El representante estadounidense Randy Weber presentó la Ley de Conocimiento sobre Empaques y Reclamos el 18 de diciembre para crear un marco federal para afirmaciones sobre empaques reciclables, compostables y reutilizables. La iniciativa voluntaria busca reducir la confusión del consumidor ante regulaciones estatales variadas. Grupos de la industria la apoyan por proporcionar un estándar nacional.
La presentación de la ley PACK llega en un momento en que los estadounidenses enfrentan una amplia incertidumbre sobre el reciclaje. Una encuesta de McKinsey & Company encontró que dos tercios de los consumidores carecen de confianza para identificar productos reciclables, mientras que The Recycling Partnership informa que casi la mitad piensa incorrectamente que las bolsas de plástico pertenecen en los contenedores al borde de la acera.

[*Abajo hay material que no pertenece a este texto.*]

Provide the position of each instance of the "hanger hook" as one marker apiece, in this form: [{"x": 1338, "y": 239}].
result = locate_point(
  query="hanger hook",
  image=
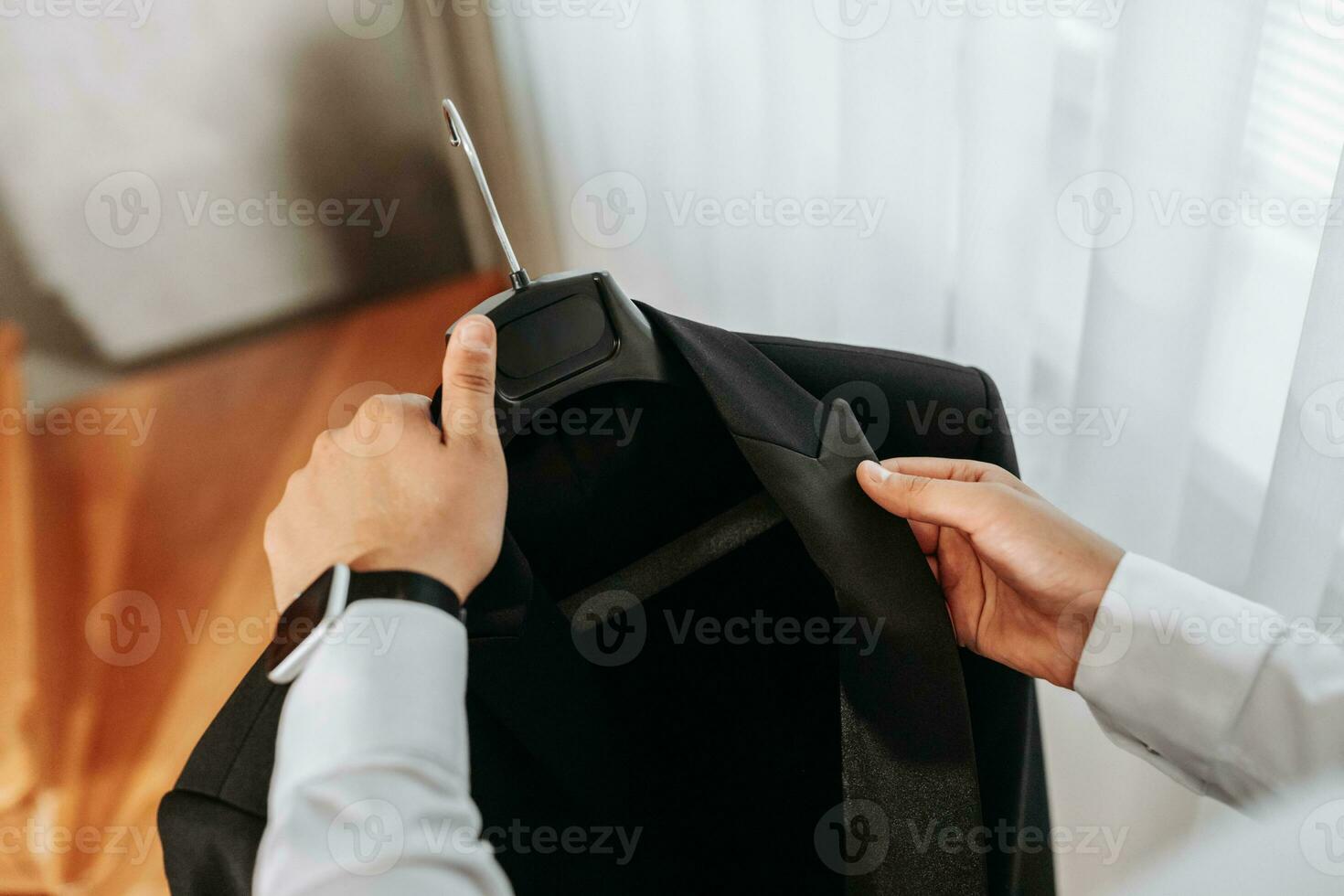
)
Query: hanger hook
[{"x": 457, "y": 136}]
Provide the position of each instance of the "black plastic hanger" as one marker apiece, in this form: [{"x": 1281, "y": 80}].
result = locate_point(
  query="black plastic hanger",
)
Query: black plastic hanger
[{"x": 560, "y": 334}]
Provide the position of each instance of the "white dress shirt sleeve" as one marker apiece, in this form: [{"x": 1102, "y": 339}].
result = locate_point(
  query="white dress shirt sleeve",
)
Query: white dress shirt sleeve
[
  {"x": 1223, "y": 695},
  {"x": 371, "y": 784}
]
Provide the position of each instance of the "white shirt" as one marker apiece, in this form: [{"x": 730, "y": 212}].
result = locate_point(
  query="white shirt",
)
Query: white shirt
[
  {"x": 1221, "y": 693},
  {"x": 369, "y": 789},
  {"x": 371, "y": 784}
]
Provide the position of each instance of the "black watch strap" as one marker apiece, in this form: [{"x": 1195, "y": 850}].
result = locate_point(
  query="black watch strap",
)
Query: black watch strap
[{"x": 312, "y": 607}]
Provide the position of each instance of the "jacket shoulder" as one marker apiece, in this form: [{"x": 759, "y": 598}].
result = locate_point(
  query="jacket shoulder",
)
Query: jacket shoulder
[{"x": 910, "y": 404}]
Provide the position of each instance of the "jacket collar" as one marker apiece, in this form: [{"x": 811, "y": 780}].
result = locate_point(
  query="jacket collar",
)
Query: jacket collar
[{"x": 906, "y": 729}]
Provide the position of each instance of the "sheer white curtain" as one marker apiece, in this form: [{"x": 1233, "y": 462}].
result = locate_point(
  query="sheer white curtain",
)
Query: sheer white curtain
[{"x": 1115, "y": 209}]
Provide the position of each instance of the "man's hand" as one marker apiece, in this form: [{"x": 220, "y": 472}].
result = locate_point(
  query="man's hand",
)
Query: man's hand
[
  {"x": 431, "y": 503},
  {"x": 1023, "y": 581}
]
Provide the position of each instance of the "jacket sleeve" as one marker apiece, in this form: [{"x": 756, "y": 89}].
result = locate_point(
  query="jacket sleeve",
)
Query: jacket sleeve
[
  {"x": 369, "y": 787},
  {"x": 1223, "y": 695}
]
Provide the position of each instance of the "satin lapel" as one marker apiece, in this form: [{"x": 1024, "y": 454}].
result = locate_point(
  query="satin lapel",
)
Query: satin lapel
[{"x": 909, "y": 761}]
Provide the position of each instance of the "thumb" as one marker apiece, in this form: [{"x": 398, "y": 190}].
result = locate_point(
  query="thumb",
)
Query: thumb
[
  {"x": 469, "y": 383},
  {"x": 917, "y": 497}
]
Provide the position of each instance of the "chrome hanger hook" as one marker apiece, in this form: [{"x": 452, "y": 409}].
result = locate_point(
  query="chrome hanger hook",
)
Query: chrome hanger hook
[{"x": 457, "y": 136}]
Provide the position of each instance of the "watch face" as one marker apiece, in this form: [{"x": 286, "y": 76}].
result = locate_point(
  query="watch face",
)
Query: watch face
[{"x": 299, "y": 620}]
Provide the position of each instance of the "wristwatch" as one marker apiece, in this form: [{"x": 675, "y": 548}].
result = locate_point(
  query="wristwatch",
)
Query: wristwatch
[{"x": 316, "y": 610}]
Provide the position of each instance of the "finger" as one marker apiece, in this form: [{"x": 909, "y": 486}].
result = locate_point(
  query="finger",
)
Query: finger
[
  {"x": 945, "y": 468},
  {"x": 469, "y": 384},
  {"x": 926, "y": 534},
  {"x": 941, "y": 501},
  {"x": 963, "y": 584}
]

Actualmente, EE. UU. carece de reglas uniformes para las etiquetas de empaques. Las Guías Verdes de la Comisión Federal de Comercio, actualizadas en 2012, ofrecen consejos no vinculantes sobre afirmaciones ambientales. Esto ha llevado a un mosaico de leyes estatales que complica el cumplimiento para las empresas y confunde a los consumidores, según señala Ameripen, un grupo comercial de la industria del empaque.
La SB 343 de California, efectiva en octubre de 2026, ejemplifica medidas estatales estrictas. Requiere que los empaques sean recolectados por programas que atienden al 60% de la población y clasificados por instalaciones que cubren el 60% de los programas antes de poder hacer afirmaciones de reciclabilidad.
La ley PACK propone un estándar federal voluntario que preempte leyes estatales conflictivas. Elementos clave incluyen certificaciones obligatorias de terceros para las afirmaciones, prohibiciones de símbolos engañosos como las flechas perseguidoras en artículos no reciclables, y supervisión por la FTC con aportes de la EPA y un consejo asesor de expertos. How2Recycle, un programa de etiquetado común, difiere porque se basa en membresías en lugar de certificaciones.
«Los estadounidenses quieren hacer lo correcto, pero las etiquetas engañosas lo hacen más difícil», declaró Weber. «La ley PACK corta esa confusión. Es pro-medio ambiente, pro-empresas y está basada en el sentido común».
Un amplio respaldo de la industria incluye empresas como Amcor, Kraft Heinz, General Mills y Nestlé USA, además de asociaciones como la Plastics Industry Association y el Biodegradable Products Institute. La directora ejecutiva de Ameripen, Lynn Dyer, destacó cómo aborda problemas de comercio interestatal y aumenta la conciencia del consumidor.
A diferencia de las leyes estatales obligatorias, la ley PACK se basa en incentivos de mercado para su adopción. Weber señaló que la preferencia de los consumidores por productos certificados podría fomentar la participación. Dado que la contaminación en el reciclaje persiste —solo el 60% sabe que los residuos de comida no van en los contenedores, según The Recycling Partnership—, esta iniciativa podría promover prácticas más claras y apoyar una economía circular, aunque su aprobación en un Congreso dividido sigue siendo incierta.